The population was spread out, with 1,298 people (30.6%) under the age of 18, 509 people (12.0%) aged 18 to 24, 938 people (22.1%) aged 25 to 44, 1,052 people (24.8%) aged 45 to 64, and 441 people (10.4%) who were 65 years of age or older. The median age was 31.0 years. For every 100 females, there were 102.3 males. For every 100 females age 18 and over, there were 96.8 males.
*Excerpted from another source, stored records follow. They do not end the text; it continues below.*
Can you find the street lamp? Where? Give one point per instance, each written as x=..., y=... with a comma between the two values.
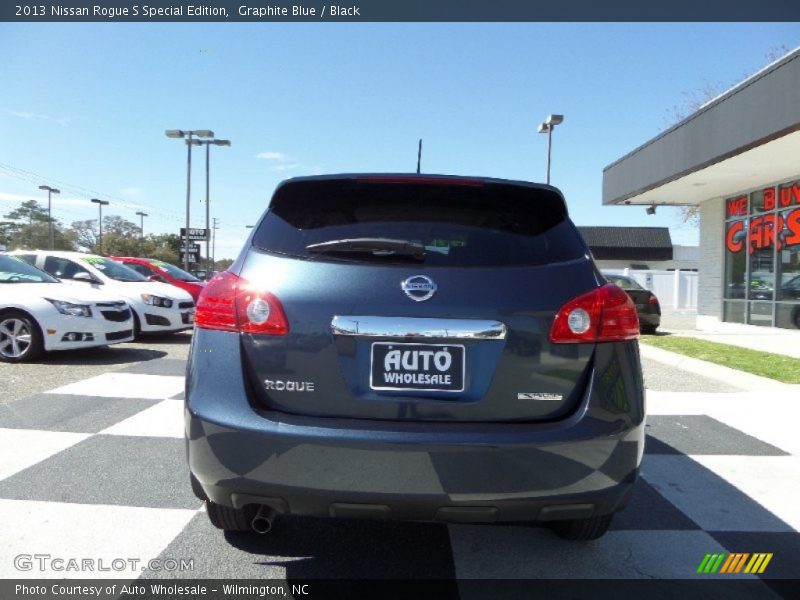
x=547, y=127
x=179, y=133
x=100, y=205
x=49, y=191
x=207, y=144
x=141, y=228
x=214, y=243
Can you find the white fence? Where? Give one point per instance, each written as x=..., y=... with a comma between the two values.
x=675, y=289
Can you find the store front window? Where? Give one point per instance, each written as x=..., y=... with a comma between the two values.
x=762, y=257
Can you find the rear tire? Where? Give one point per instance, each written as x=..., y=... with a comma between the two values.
x=583, y=529
x=137, y=327
x=227, y=518
x=197, y=489
x=20, y=338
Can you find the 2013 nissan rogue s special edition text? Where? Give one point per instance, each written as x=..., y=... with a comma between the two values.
x=415, y=347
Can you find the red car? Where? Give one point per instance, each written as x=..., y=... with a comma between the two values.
x=158, y=270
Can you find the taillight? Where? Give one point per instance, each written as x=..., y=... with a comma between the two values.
x=606, y=314
x=230, y=303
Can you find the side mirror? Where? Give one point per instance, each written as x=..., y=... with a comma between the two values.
x=84, y=277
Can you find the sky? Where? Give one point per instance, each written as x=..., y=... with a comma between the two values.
x=84, y=107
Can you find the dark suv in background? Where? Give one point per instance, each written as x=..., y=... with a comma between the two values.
x=415, y=347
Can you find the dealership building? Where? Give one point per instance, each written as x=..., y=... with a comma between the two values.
x=738, y=159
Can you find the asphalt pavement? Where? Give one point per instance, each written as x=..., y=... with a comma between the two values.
x=92, y=464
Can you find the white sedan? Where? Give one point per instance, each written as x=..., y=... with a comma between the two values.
x=39, y=313
x=157, y=307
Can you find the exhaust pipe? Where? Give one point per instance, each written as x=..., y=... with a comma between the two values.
x=262, y=522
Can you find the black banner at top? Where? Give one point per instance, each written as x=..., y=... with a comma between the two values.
x=396, y=10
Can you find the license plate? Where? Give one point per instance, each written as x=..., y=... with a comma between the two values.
x=420, y=367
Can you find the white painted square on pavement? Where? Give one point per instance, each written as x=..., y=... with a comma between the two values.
x=82, y=531
x=125, y=385
x=23, y=448
x=164, y=419
x=500, y=552
x=705, y=496
x=772, y=481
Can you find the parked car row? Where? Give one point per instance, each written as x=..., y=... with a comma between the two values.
x=56, y=300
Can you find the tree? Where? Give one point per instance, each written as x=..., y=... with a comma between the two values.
x=27, y=229
x=29, y=211
x=86, y=234
x=694, y=100
x=37, y=236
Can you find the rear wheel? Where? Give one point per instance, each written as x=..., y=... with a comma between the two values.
x=583, y=529
x=227, y=518
x=20, y=338
x=197, y=489
x=137, y=327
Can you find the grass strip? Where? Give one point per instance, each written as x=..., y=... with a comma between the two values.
x=775, y=366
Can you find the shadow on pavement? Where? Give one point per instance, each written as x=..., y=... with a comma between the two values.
x=146, y=339
x=104, y=355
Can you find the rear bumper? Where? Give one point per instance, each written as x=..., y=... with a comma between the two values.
x=650, y=319
x=581, y=466
x=154, y=319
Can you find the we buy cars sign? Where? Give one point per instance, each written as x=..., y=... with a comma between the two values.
x=195, y=234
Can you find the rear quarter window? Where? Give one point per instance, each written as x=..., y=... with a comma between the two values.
x=474, y=225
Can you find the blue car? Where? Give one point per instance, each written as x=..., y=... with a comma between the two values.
x=415, y=347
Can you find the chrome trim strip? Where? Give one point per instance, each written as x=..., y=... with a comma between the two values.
x=413, y=328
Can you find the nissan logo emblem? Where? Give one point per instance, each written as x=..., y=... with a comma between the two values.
x=418, y=287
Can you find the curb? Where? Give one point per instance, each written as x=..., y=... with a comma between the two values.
x=746, y=381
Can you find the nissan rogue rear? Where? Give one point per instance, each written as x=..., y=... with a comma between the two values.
x=415, y=347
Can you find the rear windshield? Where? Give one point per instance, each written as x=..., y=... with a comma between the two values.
x=471, y=224
x=624, y=282
x=175, y=272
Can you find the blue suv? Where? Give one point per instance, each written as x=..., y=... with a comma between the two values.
x=415, y=347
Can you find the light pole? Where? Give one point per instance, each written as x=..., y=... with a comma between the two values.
x=547, y=127
x=179, y=133
x=207, y=144
x=214, y=244
x=49, y=191
x=100, y=205
x=141, y=229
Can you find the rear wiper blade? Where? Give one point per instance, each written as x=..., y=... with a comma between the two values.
x=377, y=246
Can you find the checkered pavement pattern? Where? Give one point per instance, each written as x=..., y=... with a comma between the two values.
x=97, y=469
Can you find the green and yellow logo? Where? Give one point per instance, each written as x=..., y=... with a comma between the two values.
x=735, y=562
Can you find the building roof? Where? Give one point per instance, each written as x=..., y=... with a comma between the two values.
x=746, y=137
x=628, y=243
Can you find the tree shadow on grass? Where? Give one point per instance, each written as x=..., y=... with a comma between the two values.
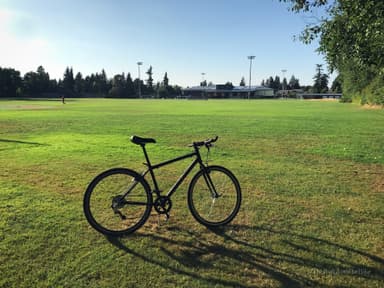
x=22, y=142
x=292, y=260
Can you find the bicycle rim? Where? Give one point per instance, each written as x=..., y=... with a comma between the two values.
x=211, y=210
x=106, y=209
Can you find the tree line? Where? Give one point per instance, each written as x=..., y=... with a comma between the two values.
x=39, y=84
x=351, y=37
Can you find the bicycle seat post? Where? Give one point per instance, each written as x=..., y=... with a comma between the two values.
x=149, y=165
x=146, y=156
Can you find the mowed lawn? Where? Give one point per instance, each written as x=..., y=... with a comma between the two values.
x=311, y=172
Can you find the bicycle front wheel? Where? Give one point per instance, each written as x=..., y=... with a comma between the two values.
x=117, y=202
x=214, y=196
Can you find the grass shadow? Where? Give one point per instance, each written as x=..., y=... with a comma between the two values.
x=22, y=142
x=188, y=253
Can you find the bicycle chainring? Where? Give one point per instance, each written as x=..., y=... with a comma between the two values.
x=163, y=205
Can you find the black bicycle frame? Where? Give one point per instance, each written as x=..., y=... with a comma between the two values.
x=151, y=167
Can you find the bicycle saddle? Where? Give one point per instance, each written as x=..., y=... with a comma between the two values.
x=141, y=141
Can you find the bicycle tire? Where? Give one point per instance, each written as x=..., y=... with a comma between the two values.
x=203, y=205
x=106, y=190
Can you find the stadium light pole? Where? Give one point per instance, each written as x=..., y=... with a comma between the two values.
x=250, y=74
x=138, y=68
x=283, y=71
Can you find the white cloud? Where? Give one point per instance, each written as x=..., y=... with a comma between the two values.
x=21, y=47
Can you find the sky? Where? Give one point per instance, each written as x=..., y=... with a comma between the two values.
x=181, y=37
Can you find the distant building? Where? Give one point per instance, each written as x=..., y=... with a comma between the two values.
x=227, y=91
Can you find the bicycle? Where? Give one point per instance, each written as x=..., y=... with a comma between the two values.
x=119, y=201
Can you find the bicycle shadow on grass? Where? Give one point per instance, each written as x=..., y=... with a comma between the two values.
x=292, y=260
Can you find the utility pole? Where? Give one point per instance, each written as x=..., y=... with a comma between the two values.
x=250, y=74
x=283, y=71
x=138, y=67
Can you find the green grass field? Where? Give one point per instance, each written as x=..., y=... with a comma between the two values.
x=312, y=176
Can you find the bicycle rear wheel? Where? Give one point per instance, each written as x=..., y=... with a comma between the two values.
x=117, y=202
x=214, y=196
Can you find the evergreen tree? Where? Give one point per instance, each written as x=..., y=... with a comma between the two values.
x=79, y=84
x=320, y=80
x=130, y=87
x=10, y=82
x=68, y=82
x=165, y=80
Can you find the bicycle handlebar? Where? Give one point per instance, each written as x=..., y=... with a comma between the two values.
x=207, y=143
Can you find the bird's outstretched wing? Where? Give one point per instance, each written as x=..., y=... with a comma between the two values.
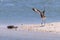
x=36, y=10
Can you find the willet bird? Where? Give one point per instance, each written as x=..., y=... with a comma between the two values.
x=42, y=14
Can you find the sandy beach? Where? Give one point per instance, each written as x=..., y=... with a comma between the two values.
x=49, y=27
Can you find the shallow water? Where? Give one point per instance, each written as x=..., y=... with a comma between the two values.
x=6, y=34
x=20, y=11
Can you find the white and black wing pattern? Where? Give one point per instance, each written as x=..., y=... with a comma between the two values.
x=36, y=10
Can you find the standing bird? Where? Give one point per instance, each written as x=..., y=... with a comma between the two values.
x=42, y=14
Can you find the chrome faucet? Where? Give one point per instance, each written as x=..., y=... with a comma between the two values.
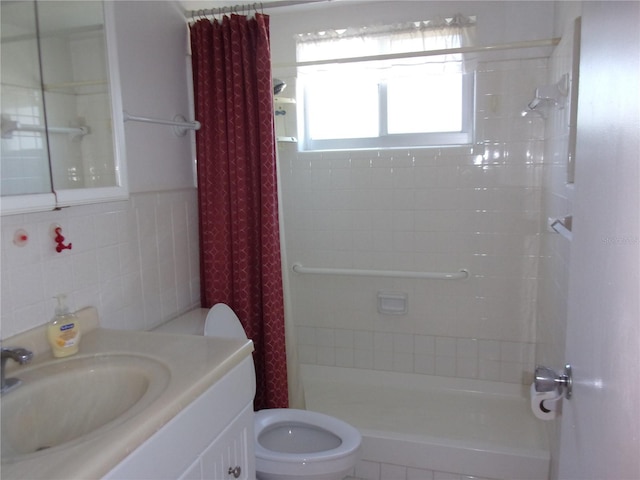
x=21, y=356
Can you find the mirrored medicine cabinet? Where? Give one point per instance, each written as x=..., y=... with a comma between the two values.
x=61, y=109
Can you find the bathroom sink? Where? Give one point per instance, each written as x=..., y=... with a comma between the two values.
x=64, y=402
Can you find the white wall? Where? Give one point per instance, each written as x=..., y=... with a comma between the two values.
x=425, y=210
x=137, y=260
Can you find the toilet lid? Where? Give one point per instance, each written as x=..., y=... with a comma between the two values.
x=221, y=321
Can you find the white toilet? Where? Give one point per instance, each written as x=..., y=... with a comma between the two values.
x=293, y=444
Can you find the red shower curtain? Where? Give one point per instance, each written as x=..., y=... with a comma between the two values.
x=237, y=189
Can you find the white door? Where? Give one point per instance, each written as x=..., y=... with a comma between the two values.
x=600, y=429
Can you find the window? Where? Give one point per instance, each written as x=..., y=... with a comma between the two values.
x=403, y=101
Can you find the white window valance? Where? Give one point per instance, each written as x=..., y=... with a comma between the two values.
x=422, y=36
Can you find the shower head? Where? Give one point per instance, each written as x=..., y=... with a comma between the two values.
x=278, y=86
x=534, y=103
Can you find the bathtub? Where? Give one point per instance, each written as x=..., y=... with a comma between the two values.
x=422, y=427
x=419, y=426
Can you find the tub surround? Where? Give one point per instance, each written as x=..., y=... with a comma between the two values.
x=192, y=374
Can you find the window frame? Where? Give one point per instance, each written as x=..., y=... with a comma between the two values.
x=389, y=141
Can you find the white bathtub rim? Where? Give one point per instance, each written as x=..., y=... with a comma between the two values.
x=415, y=381
x=470, y=445
x=461, y=461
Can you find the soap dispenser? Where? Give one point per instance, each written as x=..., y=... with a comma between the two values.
x=63, y=331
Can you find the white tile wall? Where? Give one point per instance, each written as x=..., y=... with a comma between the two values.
x=439, y=209
x=136, y=261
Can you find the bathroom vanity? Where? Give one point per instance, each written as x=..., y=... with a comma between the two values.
x=130, y=405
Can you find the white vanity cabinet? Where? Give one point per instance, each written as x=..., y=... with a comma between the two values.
x=212, y=438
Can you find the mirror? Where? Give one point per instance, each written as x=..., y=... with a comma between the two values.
x=62, y=134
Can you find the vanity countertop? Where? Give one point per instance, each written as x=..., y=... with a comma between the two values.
x=195, y=364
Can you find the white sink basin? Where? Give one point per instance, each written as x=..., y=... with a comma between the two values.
x=67, y=401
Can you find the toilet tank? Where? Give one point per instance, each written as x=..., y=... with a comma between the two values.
x=221, y=321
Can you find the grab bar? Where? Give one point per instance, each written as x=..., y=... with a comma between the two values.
x=10, y=126
x=461, y=275
x=179, y=123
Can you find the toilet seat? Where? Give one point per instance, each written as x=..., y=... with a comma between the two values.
x=350, y=438
x=331, y=447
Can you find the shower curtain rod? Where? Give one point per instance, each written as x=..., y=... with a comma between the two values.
x=192, y=15
x=549, y=42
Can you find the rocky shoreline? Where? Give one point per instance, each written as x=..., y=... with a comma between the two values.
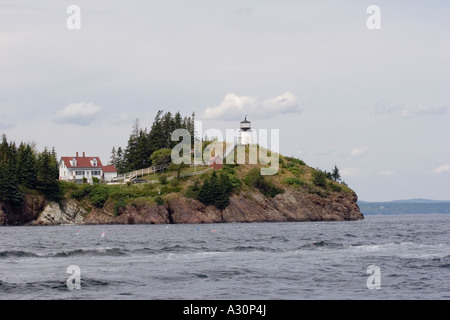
x=245, y=207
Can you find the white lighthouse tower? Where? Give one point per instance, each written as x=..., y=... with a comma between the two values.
x=245, y=134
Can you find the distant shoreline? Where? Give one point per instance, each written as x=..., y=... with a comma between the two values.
x=414, y=206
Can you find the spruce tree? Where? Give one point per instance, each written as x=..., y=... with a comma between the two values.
x=204, y=195
x=336, y=175
x=47, y=175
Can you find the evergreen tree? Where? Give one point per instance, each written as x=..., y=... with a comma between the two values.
x=9, y=186
x=222, y=201
x=204, y=195
x=113, y=158
x=47, y=175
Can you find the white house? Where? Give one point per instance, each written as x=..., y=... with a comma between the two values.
x=76, y=168
x=245, y=134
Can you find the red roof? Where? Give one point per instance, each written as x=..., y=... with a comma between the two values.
x=82, y=162
x=109, y=169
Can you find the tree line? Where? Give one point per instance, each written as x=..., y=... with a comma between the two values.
x=23, y=168
x=142, y=142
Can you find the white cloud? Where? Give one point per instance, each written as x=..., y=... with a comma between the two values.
x=350, y=172
x=358, y=152
x=442, y=169
x=234, y=107
x=81, y=113
x=408, y=111
x=386, y=173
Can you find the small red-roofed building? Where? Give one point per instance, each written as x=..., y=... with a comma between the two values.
x=76, y=168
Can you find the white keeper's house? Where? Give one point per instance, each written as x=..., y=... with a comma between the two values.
x=76, y=168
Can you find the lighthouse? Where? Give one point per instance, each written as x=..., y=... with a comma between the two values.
x=245, y=133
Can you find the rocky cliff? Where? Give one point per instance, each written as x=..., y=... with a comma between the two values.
x=245, y=207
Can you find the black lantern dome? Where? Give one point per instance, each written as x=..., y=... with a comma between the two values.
x=245, y=125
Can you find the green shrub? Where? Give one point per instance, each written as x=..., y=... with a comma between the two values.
x=294, y=181
x=266, y=187
x=335, y=187
x=159, y=200
x=77, y=194
x=320, y=178
x=163, y=179
x=119, y=206
x=294, y=160
x=98, y=195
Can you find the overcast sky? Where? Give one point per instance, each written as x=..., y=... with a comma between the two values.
x=374, y=102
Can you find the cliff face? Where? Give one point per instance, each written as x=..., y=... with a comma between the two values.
x=246, y=207
x=32, y=206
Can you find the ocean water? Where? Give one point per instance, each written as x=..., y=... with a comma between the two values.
x=380, y=257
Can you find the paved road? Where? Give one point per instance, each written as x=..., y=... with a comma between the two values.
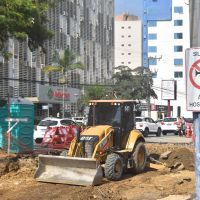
x=169, y=138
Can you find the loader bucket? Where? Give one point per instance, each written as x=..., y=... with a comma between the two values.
x=69, y=170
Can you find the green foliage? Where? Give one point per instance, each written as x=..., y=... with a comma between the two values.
x=3, y=102
x=63, y=62
x=22, y=18
x=133, y=84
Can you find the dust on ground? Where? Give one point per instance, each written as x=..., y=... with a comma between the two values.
x=16, y=180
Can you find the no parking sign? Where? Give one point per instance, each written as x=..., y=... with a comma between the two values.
x=192, y=71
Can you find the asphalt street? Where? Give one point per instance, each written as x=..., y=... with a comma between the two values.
x=169, y=138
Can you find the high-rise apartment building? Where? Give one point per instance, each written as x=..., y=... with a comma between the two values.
x=86, y=27
x=128, y=41
x=167, y=40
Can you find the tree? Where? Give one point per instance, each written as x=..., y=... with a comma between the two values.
x=63, y=63
x=92, y=92
x=24, y=19
x=133, y=84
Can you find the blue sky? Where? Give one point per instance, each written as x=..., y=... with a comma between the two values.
x=131, y=6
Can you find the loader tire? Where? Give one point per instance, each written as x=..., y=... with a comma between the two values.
x=113, y=167
x=139, y=158
x=89, y=147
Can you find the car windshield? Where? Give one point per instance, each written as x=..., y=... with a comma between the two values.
x=48, y=123
x=169, y=120
x=138, y=119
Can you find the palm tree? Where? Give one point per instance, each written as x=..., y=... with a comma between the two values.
x=63, y=63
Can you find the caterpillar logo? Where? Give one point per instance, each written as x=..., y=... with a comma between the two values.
x=196, y=53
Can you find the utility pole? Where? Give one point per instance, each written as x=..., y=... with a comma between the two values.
x=195, y=42
x=148, y=86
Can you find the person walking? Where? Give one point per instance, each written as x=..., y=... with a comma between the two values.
x=183, y=126
x=179, y=126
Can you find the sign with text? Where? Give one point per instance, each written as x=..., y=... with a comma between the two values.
x=192, y=71
x=168, y=89
x=53, y=94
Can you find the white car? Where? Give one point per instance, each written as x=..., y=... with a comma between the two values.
x=169, y=125
x=148, y=126
x=41, y=128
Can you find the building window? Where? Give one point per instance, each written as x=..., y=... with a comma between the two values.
x=178, y=9
x=152, y=62
x=178, y=61
x=178, y=22
x=154, y=74
x=178, y=48
x=152, y=23
x=152, y=36
x=178, y=35
x=152, y=49
x=178, y=74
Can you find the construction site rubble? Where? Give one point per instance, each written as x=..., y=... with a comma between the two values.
x=170, y=183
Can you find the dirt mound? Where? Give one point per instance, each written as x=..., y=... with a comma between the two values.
x=17, y=165
x=181, y=156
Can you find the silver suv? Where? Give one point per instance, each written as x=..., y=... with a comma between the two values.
x=148, y=126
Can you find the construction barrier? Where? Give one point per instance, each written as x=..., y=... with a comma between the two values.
x=60, y=137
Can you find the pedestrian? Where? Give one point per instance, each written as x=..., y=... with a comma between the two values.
x=183, y=125
x=178, y=123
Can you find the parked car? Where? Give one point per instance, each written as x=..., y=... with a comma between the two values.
x=169, y=125
x=148, y=126
x=41, y=128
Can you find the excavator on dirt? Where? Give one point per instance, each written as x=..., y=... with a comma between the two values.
x=108, y=147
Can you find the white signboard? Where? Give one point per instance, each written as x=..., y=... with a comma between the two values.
x=192, y=71
x=168, y=90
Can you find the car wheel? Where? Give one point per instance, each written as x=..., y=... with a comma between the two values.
x=158, y=132
x=146, y=132
x=139, y=158
x=164, y=133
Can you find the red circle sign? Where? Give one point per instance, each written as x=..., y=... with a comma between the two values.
x=195, y=66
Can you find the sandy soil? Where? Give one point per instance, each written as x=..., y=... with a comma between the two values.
x=17, y=183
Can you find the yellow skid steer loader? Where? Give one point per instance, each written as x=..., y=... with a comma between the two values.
x=108, y=147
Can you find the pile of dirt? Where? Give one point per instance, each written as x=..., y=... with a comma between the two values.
x=18, y=165
x=180, y=157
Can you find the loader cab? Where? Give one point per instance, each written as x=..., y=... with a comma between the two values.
x=118, y=114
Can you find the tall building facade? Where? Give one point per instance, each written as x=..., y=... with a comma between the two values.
x=167, y=41
x=86, y=27
x=128, y=41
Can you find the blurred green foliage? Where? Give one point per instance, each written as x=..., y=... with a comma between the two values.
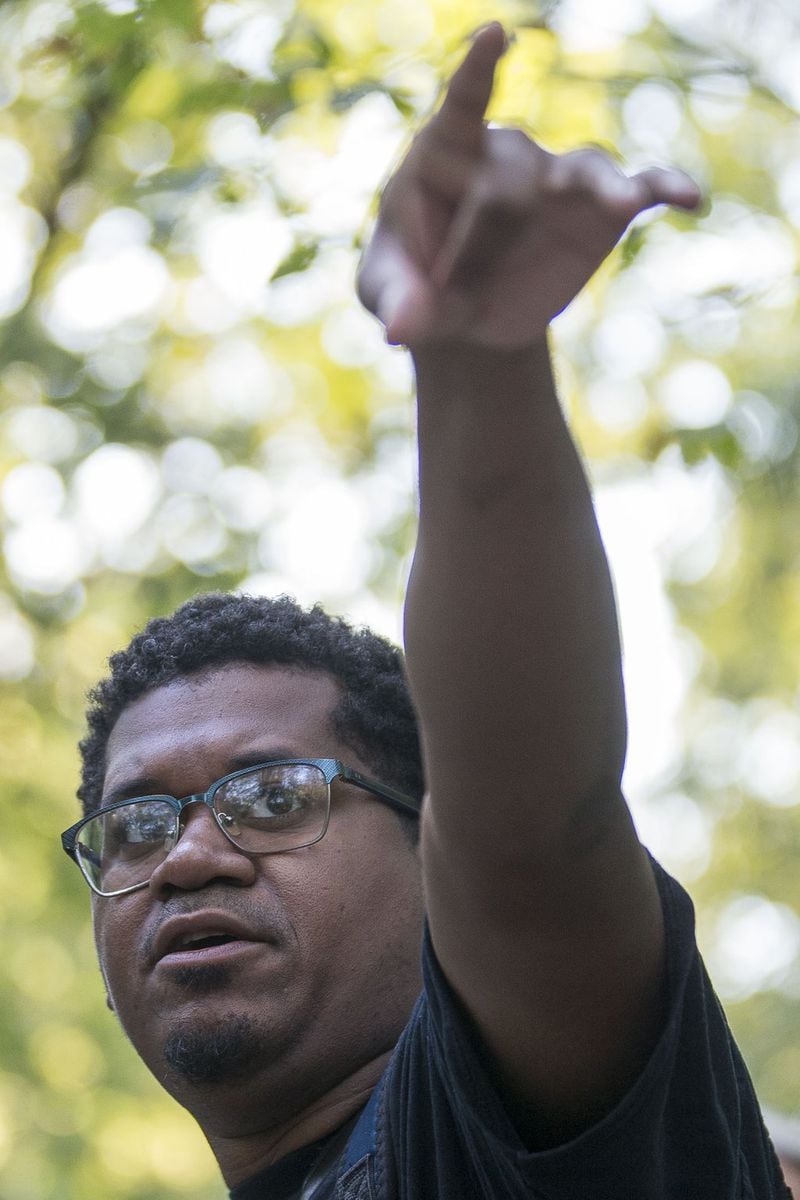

There were 1,817 housing units at an average density of 31.1 /sqmi, of which 719 (47.1%) were owner-occupied, and 806 (52.9%) were occupied by renters. The homeowner vacancy rate was 5.3%; the rental vacancy rate was 13.7%. 1,907 people (45.0% of the population) lived in owner-occupied housing units and 2,331 people (55.0%) lived in rental housing units.